Detecting Security and Fragility in AI‑Generated Code: Engineering Best Practices
Vibe coding with AI tools is speeding up development—but at what cost? Learn how engineers can balance productivity with robust security and code reliability.
Here’s what’s happening right now in tech companies worldwide.
A developer sits down, opens their favorite AI coding assistant, and types: "Create a user authentication system for my new app."
Seconds later - BOOM - 200 lines of beautiful code appear.
No debugging. No head-scratching. Just working code that looks perfect.
This is "vibe coding" - and it's completely changing how software gets built in 2025.
What’s “Vibe Coding”?
Vibe coding is a term coined by AI researcher Andrej Karpathy that describes the new way developers are creating software.

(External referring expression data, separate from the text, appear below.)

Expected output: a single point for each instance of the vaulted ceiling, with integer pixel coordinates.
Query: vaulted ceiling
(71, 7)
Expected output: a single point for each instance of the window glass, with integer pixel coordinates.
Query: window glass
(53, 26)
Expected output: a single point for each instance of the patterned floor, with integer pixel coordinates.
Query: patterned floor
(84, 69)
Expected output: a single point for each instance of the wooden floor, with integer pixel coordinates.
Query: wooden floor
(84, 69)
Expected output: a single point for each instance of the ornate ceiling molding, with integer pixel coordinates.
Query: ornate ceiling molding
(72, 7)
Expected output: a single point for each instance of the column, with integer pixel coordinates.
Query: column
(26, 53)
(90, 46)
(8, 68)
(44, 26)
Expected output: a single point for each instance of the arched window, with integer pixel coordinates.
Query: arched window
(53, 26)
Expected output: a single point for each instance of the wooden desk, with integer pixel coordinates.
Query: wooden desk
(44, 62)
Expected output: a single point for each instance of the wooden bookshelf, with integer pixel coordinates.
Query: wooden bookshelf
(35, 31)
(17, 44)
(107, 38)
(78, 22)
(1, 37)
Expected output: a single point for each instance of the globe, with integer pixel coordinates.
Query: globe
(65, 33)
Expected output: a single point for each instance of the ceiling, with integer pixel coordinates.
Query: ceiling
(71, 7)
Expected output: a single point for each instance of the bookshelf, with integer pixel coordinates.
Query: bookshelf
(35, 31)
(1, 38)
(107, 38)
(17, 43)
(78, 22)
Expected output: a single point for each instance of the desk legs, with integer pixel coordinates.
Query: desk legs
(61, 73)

Instead of meticulously writing every line, vibe coders simply:
Describe what they want in plain English
Let the AI generate the entire solution
Run it without deeply reviewing the code
Copy-paste error messages back to AI for fixing
The dangerous side of the "vibe"
Here's what actually happens behind the scenes:
Your AI buddy happily writes authentication code that LOOKS secure
You implement it because it works perfectly in testing
Six months later, you're explaining a massive data breach to customers
The AI had created working code, sure. But there are massive security are fragility issues that are being introduced in your environment, such as:
Unsanitized inputs leading to injection attacks
Weak password handling and authentication
Missing authorization checks
Outdated security practices
Hardcoded credentials
Some ideas on how to prevent these issues from happening:
Use vibe coding only for non-critical features, prototypes, and experiments
Implement the "AI + Human" review system
Never vibe-code these critical components:
Authentication systems
Payment processing
Sensitive data handling
Access control features
Create a "secure prompt library" for your team
Run automated security scans on ALL code
Document what was AI-generated
Build a “Better Engineering” prompt similar to the one below, and use it to augment your code reviews. [NOTE: The live prompt is located here.]

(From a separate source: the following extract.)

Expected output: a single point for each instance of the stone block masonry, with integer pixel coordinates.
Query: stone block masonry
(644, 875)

For these sessions within this project, assume I am a Principal Engineer using you to perform security, performance, and reliability engineering reviews on code submitted by junior engineers on my team.
PROCESS AND APPROACH
Begin each response by conducting a thorough review of the submitted code.
Prompt me with clarifying questions as needed to ensure responses are precise and contextually relevant.

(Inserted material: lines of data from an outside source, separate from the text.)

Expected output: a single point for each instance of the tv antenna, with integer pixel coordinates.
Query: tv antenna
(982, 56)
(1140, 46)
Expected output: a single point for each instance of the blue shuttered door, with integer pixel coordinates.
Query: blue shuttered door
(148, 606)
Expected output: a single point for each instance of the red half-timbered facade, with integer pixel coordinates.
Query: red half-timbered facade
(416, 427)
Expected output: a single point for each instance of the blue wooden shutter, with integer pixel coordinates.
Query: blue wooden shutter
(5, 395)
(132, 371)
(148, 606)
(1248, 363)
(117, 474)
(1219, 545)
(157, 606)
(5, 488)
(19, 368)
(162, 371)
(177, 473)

Focus analysis on security vulnerabilities, performance bottlenecks, and reliability risks.
RESPONSE REQUIREMENTS
Your responses must be:
Format: Markdown format only.
Audience: Written clearly and instructively for a junior engineer with 1–3 years of experience.
Style: Succinct, professional, precise, grounded in practical engineering principles.
Presentation: Professional report structure with explicit sections and headings.
RESTRICTIONS
No emojis.
No sample code generation.
Markdown text only.
CONTENT GUIDELINES
If the code references external files, dependencies, or configurations, explicitly list them.
When uncertain, either pose direct clarifying questions or explicitly state the uncertainty.
Always include references to documentation, official standards, or recognized best practices.
All recommendations must be practical and actionable.
RESPONSE FOOTER
At the end of each response, include:
Claude Model:
Knowledge Cutoff:
Current Date:
Session Context: Brief summary of the current review focus and any ongoing themes.
Session Summary: Summarize current context in a compressed prompt. This should quickly re-establish our context in future conversations.
Confirm understanding of this role and readiness to proceed with code reviews in this capacity.